Mrs. Bonney Block arrived at BJU as a freshman in the fall of 1972, taught at the Academy for 34 years, and now works as the supervisor of the periodicals department in Mack Library. “I have a lot of good memories from here,” Block said. “Otherwise I wouldn’t have spent the last 42 years here.”
One of her favorite memories is of the “note system,” the original night mail system. Asking a lady out in person was considered too forward, and, with no cell phones or computers, the note system was the most practical and respectable way to ask a lady out, Block said.
Block attended a weekly etiquette class — a requirement for all students — where she learned that if a guy asked a girl out, she was supposed to say, “yes,” at least once before turning him down.
However, a man could not ask a lady to dinner at the dining common. Instead, each student had a dinner table assignment, complete with a host and hostess, who took attendance. Every three weeks the table assignments would change. This system gave Block the opportunity to meet new people and to practice the art of conversation.
Since dinner seats were assigned, the guys would typically ask a girl to the weekly Sunday Vespers service. “One time, I went to Sunday morning church with one [guy] and Vespers with another, and my roommates thought I was so bad,” Block said with a laugh.
For Sunday dress, all the ladies wore hats. After lunch the man would walk the lady to her residence hall and wait outside for her to take her hat off, freshen up, and return for the afternoon Vespers service.
But the best way to spend time with your significant other was the “dateline”: the stretch of sidewalk leading from the dining common to the ladies’ residence halls. Lingering outside the residence halls was strictly prohibited, so couples would try to walk as slowly as possible to her residence hall. Hence the affectionate nickname, “the snail trail.” Outside of each residence hall stood a hostess to enforce the no lingering rule. For obvious reasons, Margaret Mack was the most coveted residence hall, and Georgia Creel the least (Mary Gaston was not yet built).
The ’70s weren’t all play, though. Block remembers having strict white glove checks. In lieu of carpet, all of the dorms had tile floors that required intense waxing. Some girls took this opportunity to place empty glass soda bottles behind their friends’ closed doors. The next time the door was opened, the glass bottle would clang and roll across the floor for the whole dorm to hear.
From playtime to work time, Block enjoyed her time at the University because the environment was, and is, a greenhouse for Christian growth. And anywhere that nurtures Christians and brings glory to God is a place that Block wants to be — including BJU. “I love it because I love the Lord,” she said.
First, Dr. Mike Gray wants to set the record straight. In the ’60s, there were no “snow days” at BJU. In fact, he remembers a two-week period of dangerously icy conditions, yet students still had to tiptoe to class. Everyone slipped at least once. “If a faculty member slipped, you just looked away and pretended you didn’t see,” Gray said, laughing.
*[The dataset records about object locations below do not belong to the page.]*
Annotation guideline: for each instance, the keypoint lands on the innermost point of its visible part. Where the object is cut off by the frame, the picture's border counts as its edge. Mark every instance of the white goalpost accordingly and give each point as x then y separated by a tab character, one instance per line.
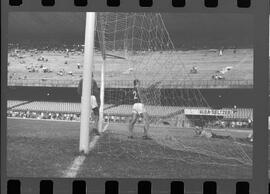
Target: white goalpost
87	81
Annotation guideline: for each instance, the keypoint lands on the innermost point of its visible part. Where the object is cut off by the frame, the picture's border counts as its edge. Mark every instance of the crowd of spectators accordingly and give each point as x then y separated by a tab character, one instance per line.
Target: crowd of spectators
60	116
44	115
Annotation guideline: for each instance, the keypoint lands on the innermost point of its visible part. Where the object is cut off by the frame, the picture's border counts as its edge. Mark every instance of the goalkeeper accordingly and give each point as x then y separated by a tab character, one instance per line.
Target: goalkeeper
95	102
138	110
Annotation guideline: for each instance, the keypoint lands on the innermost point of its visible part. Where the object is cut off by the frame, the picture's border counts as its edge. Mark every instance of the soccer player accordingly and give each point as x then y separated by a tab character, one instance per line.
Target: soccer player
138	110
95	102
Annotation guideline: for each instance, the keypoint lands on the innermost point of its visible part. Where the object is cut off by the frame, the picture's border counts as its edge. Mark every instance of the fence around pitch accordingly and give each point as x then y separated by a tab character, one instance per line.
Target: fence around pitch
204	84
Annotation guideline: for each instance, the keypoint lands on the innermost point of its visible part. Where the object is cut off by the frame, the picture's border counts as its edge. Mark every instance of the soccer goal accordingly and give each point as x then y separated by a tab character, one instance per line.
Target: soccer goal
130	46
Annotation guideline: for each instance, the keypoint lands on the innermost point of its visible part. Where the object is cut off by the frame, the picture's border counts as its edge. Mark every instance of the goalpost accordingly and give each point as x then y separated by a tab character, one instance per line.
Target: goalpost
87	81
144	42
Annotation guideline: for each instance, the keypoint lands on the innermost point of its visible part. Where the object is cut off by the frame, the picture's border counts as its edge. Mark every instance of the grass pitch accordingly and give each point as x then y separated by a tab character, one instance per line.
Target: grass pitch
37	148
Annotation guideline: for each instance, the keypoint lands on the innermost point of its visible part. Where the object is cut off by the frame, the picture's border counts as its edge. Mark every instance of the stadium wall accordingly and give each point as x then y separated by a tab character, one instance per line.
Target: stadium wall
217	98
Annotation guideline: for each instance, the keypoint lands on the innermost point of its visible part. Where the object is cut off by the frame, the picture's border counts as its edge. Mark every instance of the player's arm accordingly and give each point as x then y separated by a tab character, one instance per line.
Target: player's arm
79	89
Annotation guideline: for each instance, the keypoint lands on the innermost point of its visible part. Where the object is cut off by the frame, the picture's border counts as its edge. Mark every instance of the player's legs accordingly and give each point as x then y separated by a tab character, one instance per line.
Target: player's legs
132	123
95	116
146	124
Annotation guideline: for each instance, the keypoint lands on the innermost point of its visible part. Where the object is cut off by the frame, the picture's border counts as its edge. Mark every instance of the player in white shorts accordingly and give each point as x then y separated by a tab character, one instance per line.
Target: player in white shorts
138	110
94	103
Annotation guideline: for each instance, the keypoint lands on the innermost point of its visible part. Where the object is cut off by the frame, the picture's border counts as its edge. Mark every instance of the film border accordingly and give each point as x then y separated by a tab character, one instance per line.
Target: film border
259	9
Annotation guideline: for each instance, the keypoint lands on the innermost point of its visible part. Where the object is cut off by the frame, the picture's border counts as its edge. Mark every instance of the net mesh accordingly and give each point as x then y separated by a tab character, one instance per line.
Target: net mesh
138	46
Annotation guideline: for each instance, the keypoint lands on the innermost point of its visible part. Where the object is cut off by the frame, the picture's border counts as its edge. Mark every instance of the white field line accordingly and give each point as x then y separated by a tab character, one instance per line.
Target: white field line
75	166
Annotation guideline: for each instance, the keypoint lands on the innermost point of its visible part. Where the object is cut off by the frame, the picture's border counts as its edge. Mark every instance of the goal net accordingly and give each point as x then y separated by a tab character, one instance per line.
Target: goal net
138	46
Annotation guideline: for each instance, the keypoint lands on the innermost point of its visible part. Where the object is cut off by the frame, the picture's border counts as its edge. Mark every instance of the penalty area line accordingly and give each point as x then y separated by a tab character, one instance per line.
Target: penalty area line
75	166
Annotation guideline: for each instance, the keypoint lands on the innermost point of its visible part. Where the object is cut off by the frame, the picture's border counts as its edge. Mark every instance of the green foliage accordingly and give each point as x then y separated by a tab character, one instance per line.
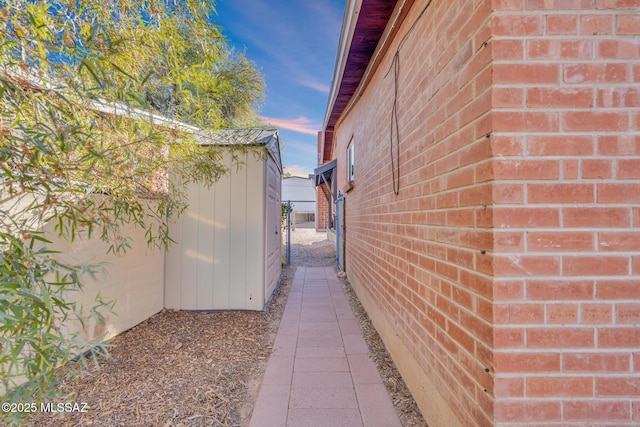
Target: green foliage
79	150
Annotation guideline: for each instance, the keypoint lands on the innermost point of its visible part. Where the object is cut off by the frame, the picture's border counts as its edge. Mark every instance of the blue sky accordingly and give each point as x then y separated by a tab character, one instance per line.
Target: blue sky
294	45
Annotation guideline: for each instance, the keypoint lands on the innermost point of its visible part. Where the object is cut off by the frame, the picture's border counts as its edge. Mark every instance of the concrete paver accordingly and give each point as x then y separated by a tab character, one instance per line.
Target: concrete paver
320	372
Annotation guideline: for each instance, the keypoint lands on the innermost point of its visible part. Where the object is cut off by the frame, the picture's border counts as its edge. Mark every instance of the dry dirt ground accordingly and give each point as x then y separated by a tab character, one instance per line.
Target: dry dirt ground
204	369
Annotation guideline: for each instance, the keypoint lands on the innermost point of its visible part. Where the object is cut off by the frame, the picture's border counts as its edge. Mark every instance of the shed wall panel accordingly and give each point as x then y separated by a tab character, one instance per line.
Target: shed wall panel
222	241
222	247
206	255
273	226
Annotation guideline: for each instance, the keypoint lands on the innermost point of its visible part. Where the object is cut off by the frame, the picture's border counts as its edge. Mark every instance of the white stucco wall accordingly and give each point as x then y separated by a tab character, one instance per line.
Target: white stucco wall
134	281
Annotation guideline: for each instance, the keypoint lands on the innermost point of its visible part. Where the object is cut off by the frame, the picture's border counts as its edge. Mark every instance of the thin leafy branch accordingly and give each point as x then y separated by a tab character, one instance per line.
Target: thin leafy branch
98	106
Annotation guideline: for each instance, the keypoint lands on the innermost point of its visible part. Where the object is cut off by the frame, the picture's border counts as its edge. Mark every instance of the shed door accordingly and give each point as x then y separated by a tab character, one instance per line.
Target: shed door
273	241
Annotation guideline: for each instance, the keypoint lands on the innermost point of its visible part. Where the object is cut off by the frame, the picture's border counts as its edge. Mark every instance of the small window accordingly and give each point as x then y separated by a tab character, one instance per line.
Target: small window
350	161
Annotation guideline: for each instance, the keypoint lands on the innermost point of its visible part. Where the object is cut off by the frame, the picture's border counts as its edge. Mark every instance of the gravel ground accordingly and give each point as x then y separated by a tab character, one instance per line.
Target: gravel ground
184	369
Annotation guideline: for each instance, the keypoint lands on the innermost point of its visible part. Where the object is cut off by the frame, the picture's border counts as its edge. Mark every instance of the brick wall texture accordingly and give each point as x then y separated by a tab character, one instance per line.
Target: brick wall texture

Snow days may have been outlawed, but sick days became a necessity with the outbreak of the Hong Kong flu in 1968. Gray himself wound up in the small infirmary, which is now part of the Academy. But, after missing one day of classes, Gray decided he had to find a way out. His temperature was the only symptom that was betraying him. So, after his student nurse left on the second morning, he promptly took a cool shower and drank a glass of ice water. When the nurse returned and took his temperature, she said, “Huh? Your temperature is sub-normal.”
“Well I guess that means I can leave, right?” Gray asked innocently.
“I guess,” the nurse said. And Gray left.
Although Gray was committed to his studies, he met a welcome distraction at his first assigned dinner table. Although he was immediately enamored by his future wife, Gray didn’t risk asking her out until they switched tables a month later — just in case she turned him down.
But once she said yes, Gray had to master his penmanship through the note system. “I took way too much time writing my wife notes in the note system,” Gray said. “That was always my priority.”
Besides the note system, the two phone booths per floor were the only other means of communication. If you passed by one of the booths when the phone was ringing, you were required to answer it and locate the appropriate student. If the student wasn’t in his or her room, you had to leave a message on the booth’s notepad. Needless to say, Gray remembers students walking unnecessarily fast past the phone booths.
BJU students were kept busy in Gray’s time. Chapel was five days a week, including Saturday. Society was on Friday. Morning service, Vespers and evening service were on Sundays. And artist series was once a month. “There was this sense that you were busy all the time,” Gray said.
A lot of activities and a lot of memories. But Gray has no problem picking out his favorite. “Meeting my wife,” he said. “I can’t think of anything better.”